Não é isso exatamente o que uma banda independente quer? A possibilidade de viver de sua própria música, com um público cativo e interessado? O sucesso do Los Hermanos pode no momento ser um caso isolado hoje, mas quem sabe ele não abra os olhos das grandes gravadoras? Investir em uma carreira pode ser bem mais lucrativo do que investir em canções medíocres com sucesso incerto. Só o tempo vai dizer a verdadeira importância dos barbudos na história da música pop brasileira, mas espero que eles sejam vistos daqui a alguns anos como os precursores de toda uma geração de músicos talentosos bem-sucedidos e bem divulgados.

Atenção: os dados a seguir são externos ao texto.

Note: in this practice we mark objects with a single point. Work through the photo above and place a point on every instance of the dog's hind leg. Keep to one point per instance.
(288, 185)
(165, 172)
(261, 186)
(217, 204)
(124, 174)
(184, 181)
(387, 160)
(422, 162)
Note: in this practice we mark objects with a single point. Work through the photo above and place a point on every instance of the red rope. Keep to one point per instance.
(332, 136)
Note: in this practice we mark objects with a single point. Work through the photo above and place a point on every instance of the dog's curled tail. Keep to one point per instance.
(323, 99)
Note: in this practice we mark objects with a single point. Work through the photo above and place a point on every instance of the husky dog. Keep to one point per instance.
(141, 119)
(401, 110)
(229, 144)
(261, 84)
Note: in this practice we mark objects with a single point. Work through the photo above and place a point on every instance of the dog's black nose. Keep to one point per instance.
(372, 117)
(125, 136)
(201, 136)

Outro caso interessante a ser visto é a existência e a proliferação de selos independentes pelo Brasil afora, como a Monstro Discos e a Midsummer Madness. Aos poucos, eles vão se tornando a casa de bandas que, mesmo sem sair do esquema independente, conseguem fazer shows disputados por todo o Brasil. Ainda não atingiram o patamar que deve ser alcançado - algo como uma Sub Pop, uma Chemikal Underground, uma Jeepster -, mas podemos ver o esforço do pessoal desses selos para torná-los cada dia maiores e mais bem conhecidos, e fazer com que seus discos tenham uma qualidade cada vez maior, refletindo cada vez mais a idéia do artista. O público ainda é muito limitado, mas ele vai começar a aumentar à medida que a divulgação boca-a-boca for atingindo mais e mais gente interessada. Claro, se houvesse aquelas "college radios" abaixo do Equador, as coisas se tornariam bem mais fáceis, mas temos que nos ater aos meios que já possuímos - a boca, por exemplo.

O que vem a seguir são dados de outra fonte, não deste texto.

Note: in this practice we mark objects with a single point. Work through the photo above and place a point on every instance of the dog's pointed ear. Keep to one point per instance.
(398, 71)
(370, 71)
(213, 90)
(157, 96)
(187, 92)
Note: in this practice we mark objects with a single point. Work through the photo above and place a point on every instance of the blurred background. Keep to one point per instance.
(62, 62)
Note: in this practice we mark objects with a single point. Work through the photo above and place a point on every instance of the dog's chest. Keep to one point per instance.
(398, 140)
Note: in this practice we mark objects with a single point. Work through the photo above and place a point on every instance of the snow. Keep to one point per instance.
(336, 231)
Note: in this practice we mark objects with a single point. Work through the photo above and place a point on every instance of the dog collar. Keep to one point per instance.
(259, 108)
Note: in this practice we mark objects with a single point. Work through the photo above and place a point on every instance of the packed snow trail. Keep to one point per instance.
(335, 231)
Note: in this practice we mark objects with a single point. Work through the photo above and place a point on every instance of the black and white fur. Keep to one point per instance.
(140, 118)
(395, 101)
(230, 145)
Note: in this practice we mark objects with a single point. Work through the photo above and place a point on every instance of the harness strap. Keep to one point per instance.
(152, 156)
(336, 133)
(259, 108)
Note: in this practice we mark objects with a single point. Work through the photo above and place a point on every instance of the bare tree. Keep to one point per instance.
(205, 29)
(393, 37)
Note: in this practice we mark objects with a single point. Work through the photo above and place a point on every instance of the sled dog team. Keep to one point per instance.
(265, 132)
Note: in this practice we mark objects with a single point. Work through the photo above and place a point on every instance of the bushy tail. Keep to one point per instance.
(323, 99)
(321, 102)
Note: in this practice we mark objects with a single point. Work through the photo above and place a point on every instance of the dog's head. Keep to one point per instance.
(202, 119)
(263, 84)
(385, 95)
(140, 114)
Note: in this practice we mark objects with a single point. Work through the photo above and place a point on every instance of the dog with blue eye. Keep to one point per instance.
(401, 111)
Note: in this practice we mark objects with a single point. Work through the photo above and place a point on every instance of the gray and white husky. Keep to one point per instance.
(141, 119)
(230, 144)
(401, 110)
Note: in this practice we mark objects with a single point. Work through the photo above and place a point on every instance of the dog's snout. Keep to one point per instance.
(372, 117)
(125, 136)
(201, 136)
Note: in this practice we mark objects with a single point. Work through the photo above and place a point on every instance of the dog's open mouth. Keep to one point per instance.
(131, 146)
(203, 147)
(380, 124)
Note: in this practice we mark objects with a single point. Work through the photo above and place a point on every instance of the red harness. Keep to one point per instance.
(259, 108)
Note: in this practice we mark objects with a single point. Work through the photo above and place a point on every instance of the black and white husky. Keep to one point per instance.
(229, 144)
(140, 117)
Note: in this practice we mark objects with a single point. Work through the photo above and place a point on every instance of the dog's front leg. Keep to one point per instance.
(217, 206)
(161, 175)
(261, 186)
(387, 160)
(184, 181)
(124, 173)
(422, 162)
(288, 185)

Não posso afirmar isso com convicção, até porque muitas vezes certas previsões são apenas frutos de nossas utopias, mas nós estamos presenciando o real nascimento do rock alternativo brasileiro. São festivais nascendo e crescendo, bandas novas abrindo espaço no mercado para um som elaborado e diferente, gravadoras abrindo espaço - mesmo que seja por engano - para novas propostas e pequenos selos começando a sair da puberdade. Mas e a nós, amantes da música, o que fazer? Comprar os discos, ir aos shows, comentar com os amigos sobre aquela banda que você viu na semana passada, encher o saco da rádio de sua cidade pedindo a nova do Psicotrópicos Deluxe* e, claro, pegar uma guitarra e tentar escrever uma puta canção. Esse é o canal: grandes músicas. A partir do momento em que o público tomar consciência das milhões de possibilidades que o rock - e o jazz, o blues, a MPB - nos trazem, basta estar no lugar certo com a música certa que tudo vai fluir naturalmente.

*Psicotrópicos Deluxe é uma banda de surf music instrumental de São José dos Pinhais, periferia de Curitiba. É apenas um exemplo de banda independente que eu acredito que todos deveriam ouvir, mas pode ser substituída por outra de sua preferência.

Francisco Marés, curitibano pentelho de 17 anos, ex-proprietário do blog Pangloss,
toca baixo em uma banda sem nome e acha Sigur Rós lindo.